Lesson 12: Multicollinearity & Other Regression Pitfalls
So far, in our study of multiple regression models, we have ignored something that we probably shouldn't have — and that's what is called multicollinearity. We're going to correct our blissful ignorance in this lesson.
Multicollinearity exists when two or more of the predictors in a regression model are moderately or highly correlated. Unfortunately, when it exists, it can wreak havoc on our analysis and thereby limit the research conclusions we can draw. As we will soon learn, when multicollinearity exists, any of the following pitfalls can be exacerbated:
- the estimated regression coefficient of any one variable depends on which other predictors are included in the model
- the precision of the estimated regression coefficients decreases as more predictors are added to the model
- the marginal contribution of any one predictor variable in reducing the error sum of squares depends on which other predictors are already in the model
- hypothesis tests for βk = 0 may yield different conclusions depending on which predictors are in the model
In this lesson, we'll take a look at an example or two that illustrates each of the above outcomes. Then, we'll spend some time learning how not only to detect multicollinearity, but also how to reduce it once we've found it.

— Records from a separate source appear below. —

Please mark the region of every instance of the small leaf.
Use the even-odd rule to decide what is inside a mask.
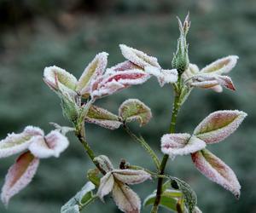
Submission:
[[[20,134],[9,134],[0,141],[0,158],[19,153],[29,147],[34,135],[44,135],[44,131],[38,127],[27,126]]]
[[[241,124],[247,113],[238,110],[217,111],[203,119],[194,135],[207,144],[222,141]]]
[[[141,126],[147,124],[152,118],[150,108],[137,99],[128,99],[123,102],[119,114],[125,122],[137,120]]]
[[[122,124],[117,115],[96,106],[90,107],[85,122],[96,124],[110,130],[118,129]]]
[[[114,178],[126,184],[138,184],[151,179],[151,176],[143,170],[113,170],[112,174]]]
[[[241,186],[234,171],[210,151],[203,149],[191,155],[195,167],[212,181],[240,196]]]
[[[121,211],[125,213],[140,212],[140,198],[125,184],[119,181],[114,182],[113,199]]]
[[[39,158],[59,158],[69,144],[67,138],[58,130],[51,131],[45,137],[35,136],[32,141],[29,150]]]
[[[76,88],[78,93],[88,96],[90,94],[91,80],[102,76],[106,69],[108,55],[108,54],[105,52],[99,53],[87,66],[78,82]]]
[[[193,213],[197,204],[197,197],[194,190],[188,183],[177,177],[170,177],[170,179],[172,187],[176,189],[177,187],[177,189],[179,189],[183,193],[185,205],[188,208],[189,212]]]
[[[193,153],[206,147],[204,141],[189,134],[166,134],[161,138],[161,151],[170,158]]]
[[[92,193],[94,189],[94,184],[88,181],[74,197],[61,207],[61,213],[79,213],[79,209],[87,206],[94,201],[96,198]]]
[[[155,57],[148,56],[142,51],[128,47],[125,44],[119,44],[122,55],[133,64],[144,68],[145,66],[160,67]]]
[[[97,196],[102,200],[103,197],[108,194],[113,187],[114,179],[112,175],[112,172],[108,172],[104,176],[101,178],[100,187],[97,192]]]
[[[201,73],[223,74],[230,72],[236,65],[238,56],[230,55],[215,60],[203,68]]]
[[[7,206],[9,199],[32,180],[39,164],[30,152],[21,154],[8,171],[2,188],[1,199]]]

We'll also consider other regression pitfalls, including extrapolation, nonconstant variance, autocorrelation, overfitting, excluding important predictor variables, missing data, and power and sample size.
Learning objectives and outcomes
Upon completing this lesson, you should be able to do the following:
- Distinguish between structural multicollinearity and data-based multicollinearity.

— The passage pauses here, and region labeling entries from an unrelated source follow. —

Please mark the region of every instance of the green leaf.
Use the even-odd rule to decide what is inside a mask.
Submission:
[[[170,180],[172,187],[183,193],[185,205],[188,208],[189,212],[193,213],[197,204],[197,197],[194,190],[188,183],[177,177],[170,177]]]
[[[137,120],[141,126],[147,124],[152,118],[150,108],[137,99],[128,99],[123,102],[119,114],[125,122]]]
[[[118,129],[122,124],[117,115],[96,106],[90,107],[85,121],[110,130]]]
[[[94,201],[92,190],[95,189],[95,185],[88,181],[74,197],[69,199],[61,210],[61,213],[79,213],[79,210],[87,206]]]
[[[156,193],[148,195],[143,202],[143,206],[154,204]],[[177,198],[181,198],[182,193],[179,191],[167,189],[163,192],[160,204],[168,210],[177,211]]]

- Know what multicollinearity means.
- Understand the effects of multicollinearity on various aspects of regression analyses.

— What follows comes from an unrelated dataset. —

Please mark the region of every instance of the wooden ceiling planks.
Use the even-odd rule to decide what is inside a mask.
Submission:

- Understand the effects of uncorrelated predictors on various aspects of regression analyses.
- Understand variance inflation factors, and how to use them to help detect multicollinearity.
- Know the two ways of reducing data-based multicollinearity.
- Understand how centering the predictors in a polynomial regression model helps to reduce structural multicollinearity.
- Know the main issues surrounding other regression pitfalls, including extrapolation, nonconstant variance, autocorrelation, overfitting, excluding important predictor variables, missing data, and power and sample size.